Vote fraud deniers such as the Brennan Center are sure to note that convictions in Clay County Kentucky for vote fraud have been overturned and to completely ignore it. Rather than the technicality of the legal system we would rather focus on what happen in Clay County. Let’s begin with a source that is hard to impeach:
There was a time when vote fraud was so pervasive in Clay County that a lot of honest people saw no reason to vote, said Ken Bolin, pastor of Manchester Baptist Church.
Brennan and other deniers are sure to follow up with “oh that was ancient history or just some local yocals.” Actually that was going on until 2011 if not later and was tracked by the FBI.
From 2002 through 2011, there were 237 public-corruption convictions in the federal Eastern District of Kentucky, compared to 65 in the western district, according to the U.S. Department of Justice. It wasn't the first decade in which the eastern half of the state had one of the highest rates of corruption convictions per capita in the United States.

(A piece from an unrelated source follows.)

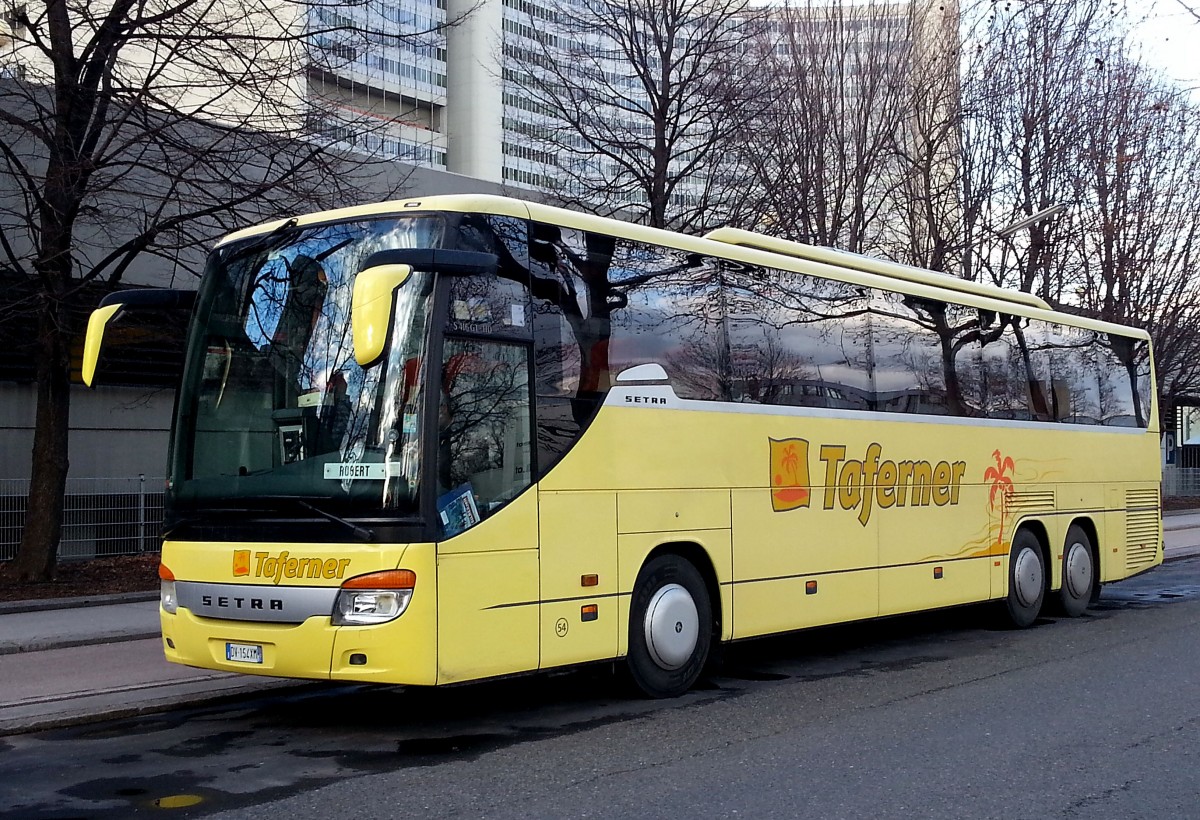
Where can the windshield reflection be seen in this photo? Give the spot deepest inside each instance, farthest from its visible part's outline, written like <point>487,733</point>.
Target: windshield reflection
<point>274,403</point>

Chronic poverty and cynicism about government help explain the history of vote fraud. Control over scarce jobs by local politicians also has played a role, allowing power brokers to influence elections with cash or threats. And with small populations and many people related through blood or marriage, kinship and friendship have long created potentially compromising relationships between officials and criminals.
This goes to show that among other things vote fraud deniers are hurting the poor. The article also details something more sinister. Despite the widespread vote fraud the only reason this came to light is that law enforcement officials were after drug dealers who were buying the politicians. When vote fraud was about jobs or corruption, no one cared! Tough anti-drug laws led to arrests that uncovered politicians protecting drug dealers.
Vote fraud deniers should read the Kentucky case to help to understand the serious problem of vote fraud. More likely, they will ignore it and continue to hurt the American public, including the poor.